The next consideration is the effort required to maintain our jobs and the monthly salary income. If they are a big mental and physical drain, it doesn’t matter what the pay is if we don’t at least enjoy some parts of our work days. To be honest, we find work stimulating enough to keep going at it. Our jobs now are at an almost permanent flexible work from office/home arrangement basis. Meaning we work in the office on certain days (by choice or coordinating with our colleagues) and we work at home on other days. So I get to have the social and professional interaction with my colleagues in the workplace while being able to switch off from the demands at home. Balanced out with actually being at home the rest of the time so I can run errands and spend time with my family. This makes corporate jobs in the office much more bearable than before when we were stuck in the office 5 days a week with no flexibility and tons of wasted face & transport time.
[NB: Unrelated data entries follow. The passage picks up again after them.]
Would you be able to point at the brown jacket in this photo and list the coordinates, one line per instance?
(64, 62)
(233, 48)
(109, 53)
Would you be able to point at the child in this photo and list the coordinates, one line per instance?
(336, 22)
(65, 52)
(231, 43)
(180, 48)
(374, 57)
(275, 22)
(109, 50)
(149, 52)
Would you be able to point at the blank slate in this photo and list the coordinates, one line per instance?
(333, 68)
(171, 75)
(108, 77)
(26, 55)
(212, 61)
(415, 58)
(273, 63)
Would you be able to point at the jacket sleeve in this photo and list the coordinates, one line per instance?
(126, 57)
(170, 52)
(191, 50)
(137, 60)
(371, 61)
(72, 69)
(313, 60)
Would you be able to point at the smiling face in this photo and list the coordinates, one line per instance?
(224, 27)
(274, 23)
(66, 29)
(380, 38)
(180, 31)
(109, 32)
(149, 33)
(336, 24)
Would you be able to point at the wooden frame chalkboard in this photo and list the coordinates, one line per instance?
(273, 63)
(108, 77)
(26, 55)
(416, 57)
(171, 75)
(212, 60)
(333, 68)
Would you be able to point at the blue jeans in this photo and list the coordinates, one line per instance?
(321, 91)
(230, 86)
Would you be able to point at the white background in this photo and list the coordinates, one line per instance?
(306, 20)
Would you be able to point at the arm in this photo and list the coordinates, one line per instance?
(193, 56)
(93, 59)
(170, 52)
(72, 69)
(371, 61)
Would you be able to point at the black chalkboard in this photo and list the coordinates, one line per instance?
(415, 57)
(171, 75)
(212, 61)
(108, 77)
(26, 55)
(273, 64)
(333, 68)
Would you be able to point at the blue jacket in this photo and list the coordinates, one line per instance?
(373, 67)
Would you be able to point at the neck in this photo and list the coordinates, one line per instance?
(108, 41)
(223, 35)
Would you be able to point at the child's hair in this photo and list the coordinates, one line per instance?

When I started the new year 2022, I was getting ready to gear up and move jobs or gun for a promotion. My wife had went through a big restructure and changed jobs twice in the past 2 years. Her career trajectory has gone up and is stable now so I figured it was my turn to step up. But we got some big news recently on the personal front that is making me change my mind. There’s a chance our family has to go through another major transition in the later half of the year. And she’s going to need a lot more support from me than before. I doubt I can provide that in the midst of getting busier at work if I change jobs. It’s also going to impact the move-in timetable to our new place (factoring in the higher renovation costs and increased time taken due to worker shortages). I don’t want to get squeezed on both ends managing professional and personal issues at a time when she needs stability more so than ever. I will try to keep posting on my blog about these updates but as you can see, it’s already reducing the time I have to write. Let’s watch this space!